No more freedom of speech as Turkish police raids Zaman newspaper headquarters

Staff members and supporters of Zaman newspaper shout slogans and hold placards reading "Free press can not be silenced" during a protest against a raid by counter-terror police in Istanbul on December 14, 2014 (photo credit: Ozan Kose / AFP)
Staff members and supporters of Zaman newspaper shout slogans and hold placards reading “Free press can not be silenced” during a protest against a raid by counter-terror police in Istanbul on December 14, 2014 (photo credit: Ozan Kose / AFP)
Turkish authorities seized control of the media company that owns the country’s best-selling Zaman newspaper, a one-time supporter of President Recep Tayyip Erdogan that became one of his fiercest critics.
An Istanbul court appointed a trustee on Friday to oversee the company, Feza Gazetecilik AS, after a request from the prosecutor’s office, a state-run news agency reported without giving more details. The prosecutor’s office refused to comment on details of the seizure when reached by phone.
Police on Friday dispersed protesters who had gathered outside the Istanbul headquarters before breaking down a gate and entering the building to escort the court-appointed managers and evict newspaper workers. On Saturday, police erected fences and used tear gas and water cannons to disperse protesters who again gathered outside the building.
The newspaper’s English-language Twitter account has continued to tweet updates about the raid and seizure throughout Saturday.

Zaman is published by followers of U.S.-based cleric Fethullah Gulen, whom Erdogan blamed for instigating a 2013 corruption probe into the Turkish government that he said was an attempt to overthrow him. The paper’s seizure comes amid a broader crackdown on media, which included the jailing of top editors Can Dundar and Erdem Gul of the Cumhuriyet newspaper for reporting on alleged Turkish arms shipments to Syria.
Erdogan has accused Gulen’s followers of infiltrating state institutions, including the police force and judiciary, and trying to overthrow him with fabricated charges of graft, supported by media operations under their influence. Management of an Islamic bank linked to the Gulen movement, Bank Asya, was also seized by the government last year.


Asya was once Turkey’s largest Islamic lender, but its market capitalization is about a fifth what it was before Gulen fell out with Erdogan in 2013.

‘Final free issue’

“We’ve just sent our final free issue to be published,” Sevgi Akarcesme, editor-in-chief of Today’s Zaman, the group’s English-language daily, said by phone from Istanbul on Friday. “Our headline is about us again, and that should give an idea about the kind of democracy in the country. There’s no rule of law left in Turkey.”

In its Friday edition, Zaman complained of intense pressure from the government over the past two years, saying that its staff weren’t allowed to cover state institutions and that the paper was under scrutiny by tax officials.

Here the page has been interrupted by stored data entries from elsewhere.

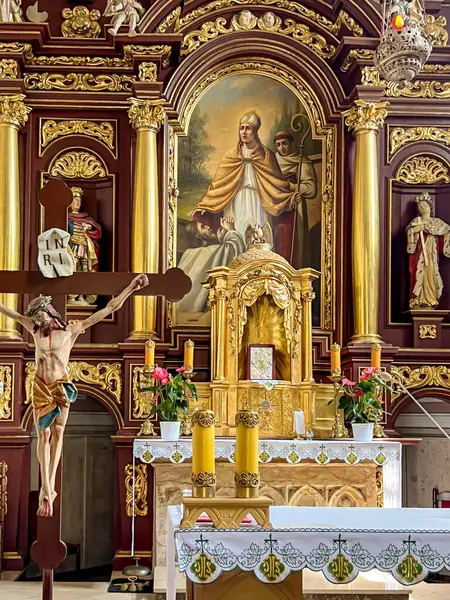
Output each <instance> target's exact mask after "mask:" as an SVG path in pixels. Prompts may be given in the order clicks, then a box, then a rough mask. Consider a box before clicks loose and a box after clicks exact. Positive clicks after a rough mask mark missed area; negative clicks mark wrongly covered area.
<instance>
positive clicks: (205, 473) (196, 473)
mask: <svg viewBox="0 0 450 600" xmlns="http://www.w3.org/2000/svg"><path fill="white" fill-rule="evenodd" d="M191 482H192V485H193V486H194V487H214V486H215V485H216V483H217V479H216V474H215V473H208V471H200V473H192V476H191Z"/></svg>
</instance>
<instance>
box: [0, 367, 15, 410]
mask: <svg viewBox="0 0 450 600" xmlns="http://www.w3.org/2000/svg"><path fill="white" fill-rule="evenodd" d="M12 382H13V378H12V368H11V366H9V365H0V384H1V389H0V421H1V420H2V419H4V420H10V419H11V416H12V408H11V400H12Z"/></svg>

EU countries are preoccupied with their migration crisis, they are no longer concerned by rights violations in Turkey. They’ll say a few things… they are dependent on Turkey.”
— Semih Idiz, Turkish newspaper columnist

It also said that companies and individuals have been urged not to place ads in the newspaper. Supporters protested the government move outside Zaman’s headquarters in Istanbul’s Yenibosna district on Friday, according to pictures published on the paper’s website. “Zaman can’t be silenced,” read one banner.

Journalists and other newspaper workers held up signs that read: “Don’t touch my newspaper.”

The appointment of trustees has been used before by Turkey’s government to change the editorial tone of critical media. Four days before elections last November, trustees were appointed to manage the Koza-Ipek Group, another Gulen-linked company. Under new management, its newspapers and television channels went from being opposition media outlets to ruling-party mouthpieces more or less overnight.

Earlier this week, Koza-Ipek said in a filing to the Istanbul stock exchange that it was discontinuing media operations and terminating contracts with employees in those units.

Zaman’s average daily circulation during the week through Feb. 28 was nearly 648,000, about 300,000 higher than its nearest rival, Hurriyet, according to data compiled by media monitoring website Medyatava.

West reacts but is ‘preoccupied’

The U.S.-based watchdog, Freedom House, called on the European Union and the United States to speak out against the move. The EU, in particular, has been accused of keeping mute about human rights abuses and the deteriorating freedoms in Turkey because of the country’s crucial role in curtailing the flow of migrants to Europe.

“The appointment of trustees to run Zaman amounts to a government takeover of a private media outlet, and is a flagrant violation of both rule of law and freedom of the press,” said Daniel Calingaert, Freedom House executive vice president.

“The EU countries are preoccupied with their migration crisis, they are no longer concerned by rights violations in Turkey,” said Semih Idiz, columnist for the Cumhuriyet and Daily Hurriyet newspapers. “They’ll say a few things as a matter of form, but they know they are dependent on Turkey.”